Here at the In Box, we’ve grappled at length with the travails of traditionalist organizations caught up in long-running child-sex scandals.
Again and again, the institutional shame isn’t the crime — pedophilia, rape and sexual assault can happen anywhere, anytime– but in the coverup, and the fact that people in positions of power allowed children to be abused for so long.
From the Roman Catholic church to the Church of England to the Boy Scouts, finding the truth has taken far, far too long.
Even the hallowed halls of college sports arenas proved vulnerable to the self-serving coverup.
But it’s important and only fair to acknowledge, and speak bluntly, when similar woeful crimes occur in a modernist, secular institution — and this time the shame of cover-up falls very close to home indeed.
The BBC is sort of a sister organization to America’s public radio network. NCPR and most other public radio stations in the US carry at least some of the British Broadcasting Corporation’s programming.
For decades, “the Beeb” has been the gold standard of journalistic rectitude, honesty, self-examination and transparency.
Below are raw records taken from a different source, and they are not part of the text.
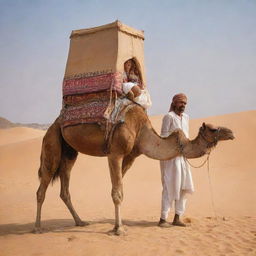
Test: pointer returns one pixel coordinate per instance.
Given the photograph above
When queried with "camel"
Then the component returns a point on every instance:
(131, 138)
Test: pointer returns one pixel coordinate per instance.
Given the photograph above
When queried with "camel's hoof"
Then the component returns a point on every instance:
(82, 223)
(118, 231)
(37, 230)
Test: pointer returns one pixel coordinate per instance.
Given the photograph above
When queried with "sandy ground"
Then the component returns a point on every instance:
(219, 223)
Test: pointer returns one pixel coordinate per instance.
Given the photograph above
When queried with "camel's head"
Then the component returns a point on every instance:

Or so we thought.
It turns out the network — along with a lot of respected British institutions — turned a blind eye to the predatory nastiness of Jimmy Savile, a popular radio and television personality who allegedly assaulted hundreds of young girls over a span of three decades.
Network executives turned a blind eye to his behavior and engaged in a cover-up when a documentary about his purported crimes was censored. That bit of skulduggery is still being investigated.
Meanwhile, one of the BBC’s flagship news programs, “Newsnight,” appeared cheerfully eager to report on allegations of child-sex abuse on the part of a British Conservative politicians.
It turns out, the BBC got that story woefully wrong and was forced to apologize “unreservedly for having broadcast this report.” The network has put Newnight on hiatus, roughly the equivalent of putting “60 Minutes” in a time-out.
The BBC’s top executive, George Entwistle, has resigned, and it appears likely that far more severe consequences will follow.
The take-away is clear. The leaders of any organization — conservative, liberal, traditional, modern — are vulnerable to thinking that their careers and their institutions are more important than the well-being and safety of children.
That is a sad and astonishing but unavoidable fact about human nature. People who should know better seem remarkably blithe about setting aside the most obvious moral function of any society — protecting kids.
Even organizations that lack the cloistered, hierarchical and sex-averse trappings of many churches and other traditionalist organizations are capable of turning away, of accepting upside-down priorities.
Here in the U.S., the only logical and decent response is to toughen laws criminalizing neglect and cover-ups that leave children vulnerable.
We should eliminate statutes of limitation and we should approve severe penalties — for individuals and institutions — for those who enable child rape.
Meanwhile, my hope as a journalist is that the BBC will return to its roots as a truth-telling organization, revealing fully and completely how this horror was allowed to go on, and turning over all relevant information to police.